Si dans son chef-d’oeuvre, Mr Hermingway a fait du vieil homme un  » Salao  » vu qu’aucun poisson n’a mordu à son hameçon depuis 84 jours, l’Algérie, elle, a fait du jeune homme un  » Hittiste  »  (la plus académique des formes pour qualifier un désoeuvré), et ce depuis 56 ans.

En effet, chaque jour que dieu fait, ce jeune homme soutient de ses épaules les murs de sa rue ( c’est en tout cas ce qu’il croit ) dont l’état reflète la conjoncture du pays avec une habilité déconcertante. Du matin au soir, le dos cloué au béton, il remue le déni social et identitaire que lui a infligé l’école qu’il ne fréquente plus, pourtant si tenace dans sa mémoire, si ancrée dans les abysses de son esprit.

Afin de s’octroyer une appartenance, un sentiment d’une ascendance, il va jusqu’en Orient emprunter une identité provisoire qu’on lui accorde à cœur joie, grâce notamment aux quelques chaines de télévision dont il dispose chez lui, à l’instar de tous ses voisins ( pour une fois qu’il n’est pas seul face au malheur ). Si ces chaînes échouent, il flâne dehors et disloque ses pensées comme il écarte les cailloux de ses pieds, le tout dans un geste lent évoquant un interminable égarement. Il emprunte le chemin de la mer, comme un ruisseau de soucis et là, il se heurte à ce qui lui a toujours été inconnu.

Une voix aussi subtile qu’un rasoir lui murmure à l’oreille que cette eau demeure l’ultime salut. Il rebrousse chemin, fait mine de ne pas soumettre sa pensée à une telle absurdité et regagne son taudis, au chaud face au journal télévisé qui parle de tout, sauf de l’essentiel.
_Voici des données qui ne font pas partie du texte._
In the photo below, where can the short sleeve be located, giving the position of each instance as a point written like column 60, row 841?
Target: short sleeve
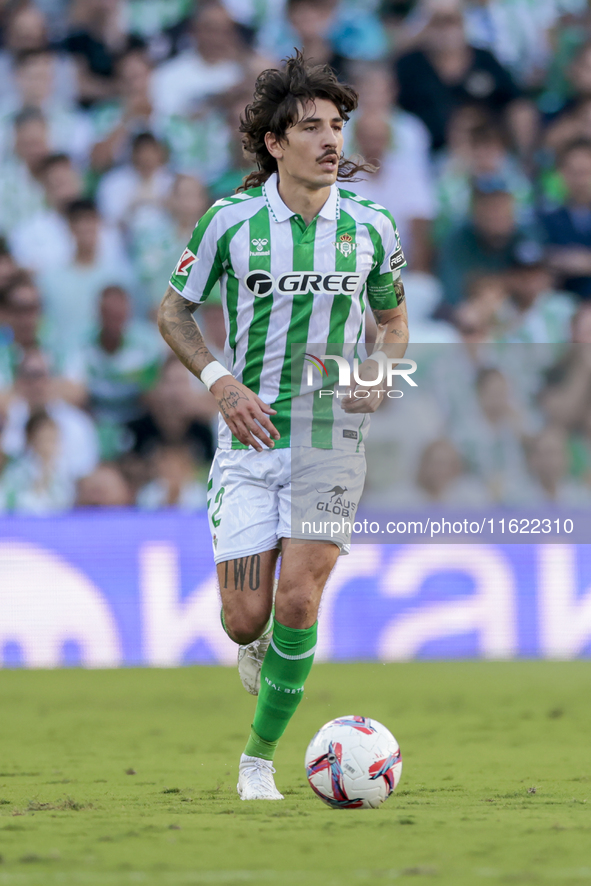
column 389, row 262
column 201, row 265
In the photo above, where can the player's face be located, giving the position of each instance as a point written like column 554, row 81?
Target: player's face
column 310, row 151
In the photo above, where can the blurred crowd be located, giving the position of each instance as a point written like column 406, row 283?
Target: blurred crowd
column 119, row 127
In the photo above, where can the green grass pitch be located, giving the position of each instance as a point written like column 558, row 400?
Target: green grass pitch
column 117, row 778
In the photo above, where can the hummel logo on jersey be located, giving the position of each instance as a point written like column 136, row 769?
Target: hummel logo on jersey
column 259, row 244
column 187, row 259
column 345, row 244
column 261, row 283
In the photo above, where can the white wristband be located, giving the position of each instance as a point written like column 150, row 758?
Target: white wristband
column 211, row 373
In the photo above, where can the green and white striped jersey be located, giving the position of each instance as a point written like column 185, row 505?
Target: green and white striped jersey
column 285, row 284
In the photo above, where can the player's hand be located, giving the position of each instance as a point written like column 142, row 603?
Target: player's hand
column 245, row 414
column 368, row 371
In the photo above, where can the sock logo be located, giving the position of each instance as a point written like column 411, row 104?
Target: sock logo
column 283, row 689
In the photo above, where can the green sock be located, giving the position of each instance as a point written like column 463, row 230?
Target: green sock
column 287, row 664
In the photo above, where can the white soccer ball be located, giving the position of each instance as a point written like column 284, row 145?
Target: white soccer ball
column 353, row 763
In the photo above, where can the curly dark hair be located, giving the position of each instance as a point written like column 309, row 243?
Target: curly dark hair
column 277, row 102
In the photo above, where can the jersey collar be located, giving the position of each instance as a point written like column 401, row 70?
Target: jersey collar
column 280, row 212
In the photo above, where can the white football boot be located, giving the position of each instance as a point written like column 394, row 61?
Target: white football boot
column 255, row 779
column 251, row 657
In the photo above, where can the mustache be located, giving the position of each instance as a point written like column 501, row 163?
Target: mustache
column 330, row 153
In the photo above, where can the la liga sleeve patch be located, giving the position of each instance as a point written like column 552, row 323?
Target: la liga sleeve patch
column 187, row 259
column 397, row 260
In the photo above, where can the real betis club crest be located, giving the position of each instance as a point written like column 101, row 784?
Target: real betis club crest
column 345, row 244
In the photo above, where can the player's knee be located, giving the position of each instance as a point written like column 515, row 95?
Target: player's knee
column 298, row 609
column 243, row 627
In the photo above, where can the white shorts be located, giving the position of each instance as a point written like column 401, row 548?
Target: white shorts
column 254, row 499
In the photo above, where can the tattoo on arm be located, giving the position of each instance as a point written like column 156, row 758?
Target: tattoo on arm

Le lendemain il se réveille pour son entretien d’embauche et en arrivant sur place on lui fait savoir qu’il avait trop dormi et qu’une autre recrue, sans réel potentiel, a eu la présence d’esprit de se lever avant lui . En quittant le bureau, ses yeux vont vers un titulaire d’un master à qui on a refusé la candidature, sans doute parce qu’il souffre lui aussi du sommeil (comme quoi, la léthargie ne se résume pas à l’entassement au lit). Alors, il le réconforte et lui propose d’aller à la plage et tuer le temps qui jusque là, demeure leur pire ennemi.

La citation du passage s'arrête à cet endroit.